I'm pleased to say I've never smacked because I've "lost it", I have stormed out and took a breather though. As lostdad says I do feel it is appropriate in some circumstances.
What helps me when I feel I'm reaching the end of my tether is making a point of remembering there is pretty much always a funny side to the situation. It helps me take a step back and breathe.
I think it is right to demonstrate anger to children in appropriate circumstances. It teaches them the effects of their actions. But it is best done as an act, ie, not real anger, which leads to bad decisions regardless of whether smacking is involved.
I think if you are losing it enough to smack your children, the best thing to do is to get help asap. Many people now in their 40s who were smacked have rationalised it. Oh I was a handful etc. But this minimises it.Smqcking is physical abuse of another human being. This link, written by a child psychologist is very helpful
For some reason I cant copy the link but if you google dr laura markham aha parenting spanking you will find it
I can only remember being smacked once as a child, that was for turning on the old style 3 bar fire, I didn't do it again, hence I didn't try to put the plug in on my own nor would I be able to be too close to the fire on my own. I was never smacked for back chat, untidyness etc and I would never smack my kids for that.

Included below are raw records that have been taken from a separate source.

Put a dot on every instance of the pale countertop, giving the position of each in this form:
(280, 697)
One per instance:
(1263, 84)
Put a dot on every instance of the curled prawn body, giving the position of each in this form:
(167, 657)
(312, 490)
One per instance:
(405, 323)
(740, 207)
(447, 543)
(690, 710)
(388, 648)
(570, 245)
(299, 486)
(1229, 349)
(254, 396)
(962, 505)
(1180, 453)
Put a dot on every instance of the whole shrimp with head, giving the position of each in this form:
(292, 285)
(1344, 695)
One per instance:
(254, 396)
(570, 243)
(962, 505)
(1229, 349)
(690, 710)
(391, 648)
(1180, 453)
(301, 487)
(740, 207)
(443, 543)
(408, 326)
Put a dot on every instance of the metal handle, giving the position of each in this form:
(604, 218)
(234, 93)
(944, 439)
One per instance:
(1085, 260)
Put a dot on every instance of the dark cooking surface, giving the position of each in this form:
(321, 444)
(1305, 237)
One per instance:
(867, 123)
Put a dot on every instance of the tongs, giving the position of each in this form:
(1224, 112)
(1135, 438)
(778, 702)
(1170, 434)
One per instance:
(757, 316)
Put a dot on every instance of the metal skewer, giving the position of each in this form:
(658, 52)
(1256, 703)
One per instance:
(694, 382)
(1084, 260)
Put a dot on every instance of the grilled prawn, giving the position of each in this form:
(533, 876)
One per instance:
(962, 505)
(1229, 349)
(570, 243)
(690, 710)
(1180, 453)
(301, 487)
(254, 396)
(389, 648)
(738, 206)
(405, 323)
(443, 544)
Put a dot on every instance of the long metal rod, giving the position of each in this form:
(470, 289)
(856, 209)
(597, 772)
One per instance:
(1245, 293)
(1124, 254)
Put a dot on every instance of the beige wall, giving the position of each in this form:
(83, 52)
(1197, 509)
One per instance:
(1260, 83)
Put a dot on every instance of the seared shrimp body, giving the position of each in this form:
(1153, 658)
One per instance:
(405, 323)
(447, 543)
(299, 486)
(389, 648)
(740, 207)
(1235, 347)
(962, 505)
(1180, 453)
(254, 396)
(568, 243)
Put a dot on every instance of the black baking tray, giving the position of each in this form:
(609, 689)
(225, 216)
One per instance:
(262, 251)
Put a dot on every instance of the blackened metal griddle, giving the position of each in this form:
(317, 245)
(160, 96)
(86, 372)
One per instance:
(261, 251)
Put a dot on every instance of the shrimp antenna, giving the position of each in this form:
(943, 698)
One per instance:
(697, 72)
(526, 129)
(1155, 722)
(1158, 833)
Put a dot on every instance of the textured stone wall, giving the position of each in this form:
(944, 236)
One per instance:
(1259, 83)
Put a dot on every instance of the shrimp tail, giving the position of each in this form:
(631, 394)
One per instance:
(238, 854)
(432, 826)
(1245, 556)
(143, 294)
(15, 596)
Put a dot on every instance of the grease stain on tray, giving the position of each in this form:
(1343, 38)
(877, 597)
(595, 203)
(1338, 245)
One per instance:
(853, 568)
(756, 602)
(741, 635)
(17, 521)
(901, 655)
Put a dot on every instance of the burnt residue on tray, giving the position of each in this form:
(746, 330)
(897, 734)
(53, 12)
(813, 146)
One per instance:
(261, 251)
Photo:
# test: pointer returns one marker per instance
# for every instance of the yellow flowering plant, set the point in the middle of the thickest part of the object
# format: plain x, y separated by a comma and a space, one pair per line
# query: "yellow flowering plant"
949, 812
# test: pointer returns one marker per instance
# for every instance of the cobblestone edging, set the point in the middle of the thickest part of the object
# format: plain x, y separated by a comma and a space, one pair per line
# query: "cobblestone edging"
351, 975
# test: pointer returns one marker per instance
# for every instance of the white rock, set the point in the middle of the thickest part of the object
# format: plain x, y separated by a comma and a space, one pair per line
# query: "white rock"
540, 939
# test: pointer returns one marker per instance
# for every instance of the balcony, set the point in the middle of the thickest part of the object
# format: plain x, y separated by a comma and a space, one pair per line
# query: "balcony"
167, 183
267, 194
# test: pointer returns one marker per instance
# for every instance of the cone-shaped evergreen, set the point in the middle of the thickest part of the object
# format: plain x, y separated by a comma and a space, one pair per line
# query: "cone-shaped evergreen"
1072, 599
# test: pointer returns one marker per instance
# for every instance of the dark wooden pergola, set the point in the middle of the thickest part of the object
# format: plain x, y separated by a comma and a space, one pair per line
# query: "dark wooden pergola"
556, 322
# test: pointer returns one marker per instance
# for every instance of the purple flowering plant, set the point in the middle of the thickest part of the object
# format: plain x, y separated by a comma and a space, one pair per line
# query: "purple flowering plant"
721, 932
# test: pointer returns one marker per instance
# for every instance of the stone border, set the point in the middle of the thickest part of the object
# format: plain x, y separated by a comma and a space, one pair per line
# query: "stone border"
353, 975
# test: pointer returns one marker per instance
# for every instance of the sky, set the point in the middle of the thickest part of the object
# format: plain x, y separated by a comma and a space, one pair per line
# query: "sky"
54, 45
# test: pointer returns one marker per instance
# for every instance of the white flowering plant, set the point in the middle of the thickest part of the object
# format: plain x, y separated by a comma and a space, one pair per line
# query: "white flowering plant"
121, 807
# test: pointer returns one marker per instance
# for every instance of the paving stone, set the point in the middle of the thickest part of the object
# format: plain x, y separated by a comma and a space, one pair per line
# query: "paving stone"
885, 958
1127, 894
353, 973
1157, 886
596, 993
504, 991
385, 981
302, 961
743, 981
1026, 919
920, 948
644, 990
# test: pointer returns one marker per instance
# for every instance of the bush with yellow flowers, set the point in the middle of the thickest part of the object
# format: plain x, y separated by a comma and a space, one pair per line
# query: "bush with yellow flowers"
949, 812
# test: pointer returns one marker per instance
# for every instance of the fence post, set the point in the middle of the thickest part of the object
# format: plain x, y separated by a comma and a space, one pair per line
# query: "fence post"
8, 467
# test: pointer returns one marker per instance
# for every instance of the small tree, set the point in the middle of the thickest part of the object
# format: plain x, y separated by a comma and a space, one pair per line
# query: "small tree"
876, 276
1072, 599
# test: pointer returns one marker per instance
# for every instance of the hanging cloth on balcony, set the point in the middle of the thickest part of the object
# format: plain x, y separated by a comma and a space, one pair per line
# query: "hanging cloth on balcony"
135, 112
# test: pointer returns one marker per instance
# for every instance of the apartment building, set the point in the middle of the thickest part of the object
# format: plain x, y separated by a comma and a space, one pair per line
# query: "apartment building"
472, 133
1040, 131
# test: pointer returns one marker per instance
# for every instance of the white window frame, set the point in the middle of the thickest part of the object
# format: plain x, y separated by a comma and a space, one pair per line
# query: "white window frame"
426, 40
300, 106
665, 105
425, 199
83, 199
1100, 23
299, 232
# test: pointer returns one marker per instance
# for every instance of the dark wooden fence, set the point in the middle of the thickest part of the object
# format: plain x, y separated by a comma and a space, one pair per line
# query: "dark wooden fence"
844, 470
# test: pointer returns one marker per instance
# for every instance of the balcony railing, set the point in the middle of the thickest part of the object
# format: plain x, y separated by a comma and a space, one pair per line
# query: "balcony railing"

I have 5 DC all grown up and I am in my Seventies. They are old enough to talk about my Parenting to me. There are lots of things I did that make me squirm and feel ashamed. I smacked them when they were far too young to understand what the hell was going on. I didn't beat them, it was taps on the bottom. I raised my voice and shouted. I was impatient. I didn't listen to them or respect them as individuals enough. I soo wish I hadn't done these things. I know I can excuse myself easily as I had a mad Toxic Parent but I feel soo guilty. However your DC are young and you still have time to give them unconditional love and warmth. The roles will possibly be reversed in the end with them looking after you. How would you like it when you are old and frail if they smacked you for wetting the bed, dropping stuff accidentally, don't listen to you or respect you? When you are old and vulnerable, your DC's will treat you as you have treated them. Luckily for me I was in a high powered job so have a pension. I am not dependent financially on my children, you might be. Any thing you do to them in their childhood will come back to bite you. Be warned.